Ecumenical Council — Doctrine Settled
LDS Revelation / Doctrine
LDS Reversal or Abandonment
The Catholic Church
Ecumenical Councils
A.D.
The LDS Church
Revelations & Reversals
Doctrine Settled
First Council of Nicaea
Defined the full divinity of Christ (homoousios — "of the same substance" as the Father). Condemned Arianism. Established the Nicene Creed and unified date of Easter.
325
— no LDS parallel —
Doctrine Settled
First Council of Constantinople
Confirmed the full divinity of the Holy Spirit. Completed and ratified the Nicene-Constantinopolitan Creed — the definitive Trinitarian formula still used universally today.
381
— no LDS parallel —
Doctrine Settled
Council of Ephesus
Declared Mary Theotokos (God-bearer / Mother of God), affirming that Christ is one Person with two natures.
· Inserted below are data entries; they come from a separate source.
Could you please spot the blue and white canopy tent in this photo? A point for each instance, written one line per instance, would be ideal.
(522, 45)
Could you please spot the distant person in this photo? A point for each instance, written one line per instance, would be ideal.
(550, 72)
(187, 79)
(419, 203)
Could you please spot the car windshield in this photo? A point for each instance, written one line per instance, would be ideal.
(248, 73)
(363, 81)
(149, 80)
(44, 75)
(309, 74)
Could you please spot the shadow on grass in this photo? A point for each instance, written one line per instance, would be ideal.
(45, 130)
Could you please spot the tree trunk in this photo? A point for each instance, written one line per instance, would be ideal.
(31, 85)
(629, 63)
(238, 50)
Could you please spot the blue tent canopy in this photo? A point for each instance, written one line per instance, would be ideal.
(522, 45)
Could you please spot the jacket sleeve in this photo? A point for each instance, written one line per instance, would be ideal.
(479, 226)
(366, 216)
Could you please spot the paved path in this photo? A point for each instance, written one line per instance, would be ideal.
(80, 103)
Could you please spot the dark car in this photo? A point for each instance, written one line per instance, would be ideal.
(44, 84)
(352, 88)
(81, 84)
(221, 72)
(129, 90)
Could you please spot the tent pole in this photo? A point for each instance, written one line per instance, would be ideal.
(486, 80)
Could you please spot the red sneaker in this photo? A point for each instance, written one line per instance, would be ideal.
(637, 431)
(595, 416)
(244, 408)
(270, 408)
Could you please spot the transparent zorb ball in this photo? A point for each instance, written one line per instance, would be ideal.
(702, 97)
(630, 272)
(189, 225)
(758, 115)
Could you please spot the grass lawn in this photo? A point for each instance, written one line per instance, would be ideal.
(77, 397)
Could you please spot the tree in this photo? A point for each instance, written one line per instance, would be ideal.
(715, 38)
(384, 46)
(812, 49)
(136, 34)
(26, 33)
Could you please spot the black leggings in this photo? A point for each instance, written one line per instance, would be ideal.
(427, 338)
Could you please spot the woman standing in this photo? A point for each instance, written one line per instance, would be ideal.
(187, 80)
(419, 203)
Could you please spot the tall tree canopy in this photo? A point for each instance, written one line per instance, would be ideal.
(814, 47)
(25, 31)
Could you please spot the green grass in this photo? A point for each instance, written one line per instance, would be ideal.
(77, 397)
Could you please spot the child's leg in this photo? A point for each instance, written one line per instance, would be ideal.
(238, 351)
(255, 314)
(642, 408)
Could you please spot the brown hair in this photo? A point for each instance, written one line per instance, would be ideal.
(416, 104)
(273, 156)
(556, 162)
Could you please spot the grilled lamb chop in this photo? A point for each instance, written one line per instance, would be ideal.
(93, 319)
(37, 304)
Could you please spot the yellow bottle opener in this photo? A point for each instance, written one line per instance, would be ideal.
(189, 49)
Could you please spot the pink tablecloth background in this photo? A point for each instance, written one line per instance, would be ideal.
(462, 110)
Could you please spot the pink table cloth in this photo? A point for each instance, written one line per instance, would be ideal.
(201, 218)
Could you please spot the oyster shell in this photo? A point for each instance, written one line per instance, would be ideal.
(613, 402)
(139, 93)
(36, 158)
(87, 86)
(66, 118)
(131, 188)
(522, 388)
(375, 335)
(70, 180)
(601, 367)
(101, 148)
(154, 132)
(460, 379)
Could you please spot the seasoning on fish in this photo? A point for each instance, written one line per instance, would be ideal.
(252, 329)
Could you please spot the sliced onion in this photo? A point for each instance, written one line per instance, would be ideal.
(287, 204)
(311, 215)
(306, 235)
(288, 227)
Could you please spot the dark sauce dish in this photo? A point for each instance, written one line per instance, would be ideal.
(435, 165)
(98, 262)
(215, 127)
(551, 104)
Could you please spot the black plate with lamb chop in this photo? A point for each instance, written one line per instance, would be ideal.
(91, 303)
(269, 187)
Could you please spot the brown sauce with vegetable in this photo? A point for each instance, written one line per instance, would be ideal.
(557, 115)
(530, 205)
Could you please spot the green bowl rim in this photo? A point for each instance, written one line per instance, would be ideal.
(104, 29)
Condemned Nestorianism. Unified Christology across East and West.
431
— no LDS parallel —
Doctrine Settled
Council of Chalcedon
Defined Christ as one Person in two natures — fully divine and fully human — without confusion, change, division, or separation. The definitive statement of orthodox Christology.
451
— no LDS parallel —
Doctrine Settled
Second Council of Constantinople
Reaffirmed Chalcedon against Neo-Nestorian tendencies. Condemned the "Three Chapters" and further clarified the hypostatic union. Continued harmonizing Eastern theological language.
553
— no LDS parallel —
Doctrine Settled
Third Council of Constantinople
Defined that Christ has two wills — divine and human — acting in harmony. Condemned Monothelitism. The full humanity of Christ's will was affirmed against those who sought to reduce it.
680
— no LDS parallel —
Doctrine Settled
Second Council of Nicaea
Restored the veneration of sacred images (icons), affirming the legitimacy of depicting the Incarnate Christ. Distinguished veneration from worship. Ended the Iconoclast controversy.
787
— no LDS parallel —
— Catholic doctrine unchanged —
1830
New Revelation
Book of Mormon Published; Church Founded
Joseph Smith publishes the Book of Mormon, which describes God in terms broadly consistent with classical monotheism. "Infinite and eternal" (Alma 34:14); Christ "is the Father and the Son" (Mosiah 15:3).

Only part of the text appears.